Now Is the Time to Start Discussing Rick Barnes' Future at Texas

By Kris Hughes
Brendan Maloney-USA Today Sports

This Texas Longhorns team is young.

Yes, I’m aware.

Give them time to develop– things will get better.

Oh — will they?

The platitudes have worn thin, as the Texas Longhorns were handled with ease at the Frank Erwin Center this afternoon by the Oklahoma State Cowboys — raising more questions about the future of a once-proud program that’s in a tailspin, and will almost certainly miss out on the NCAA Tournament in March for the first time since 1998.

The loss sends Texas to 10-13 overall and 2-8 in Big 12 Conference play with barely any signs of life existing among those playing big minutes, or those asked to come off the bench to provide any sort of spark either on offense or defense.

Slumped shoulders. Puzzled looks. Minimal effort. Bench with its eyes rolling and disinterested looks. All the signs you would expect of a team that’s already thrown in the towel and given up– and it’s not the first time.

While, for some reason, Rick Barnes has gotten a pass on the performance of this team so far, I refuse to continue to grant that to him. Ultimately, every team is a direct reflection of their coach and the ability he has — or, in this case, doesn’t have — to get through to his players and motivate them to play to their greatest potential.
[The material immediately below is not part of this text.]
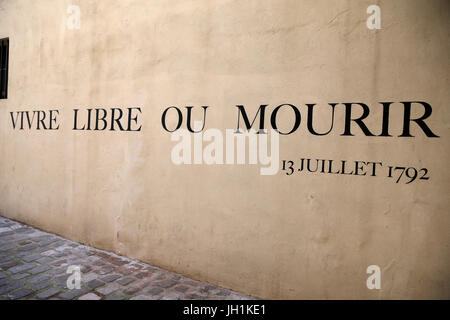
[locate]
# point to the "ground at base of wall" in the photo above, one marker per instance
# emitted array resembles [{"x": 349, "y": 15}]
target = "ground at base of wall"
[{"x": 39, "y": 265}]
The mistakes Texas made in their early-season loss to Chaminade back in November in the Maui Classic are the same mistakes they made today in their eighth Big 12 loss to Oklahoma State. With young teams, there is a general expectation among fans that early-season mistakes will not be replicated in mid-February.

This is a direct reflection on coaching.

The eye test suggests that Rick Barnes has lost this team. Period.

I don’t care about Johnathan Holmes‘ season-ending injury or the suspension to Myck Kabongo. Sure, these are unfortunate situations which created some adversity — but every single team faces adversity. The reflection of a successful team that is well-coached and engaged is how they turn negatives into a positive.

This isn’t happening in Austin any longer.

When is it okay to start discussing Rick Barnes’ future at Texas?

In my opinion, now.

The Texas athletic administration shouldn’t be willing to give him next season — but they more than likely will be — and the beat will roll on as a program that once appeared to be on the rise continues to slip into non-relevance.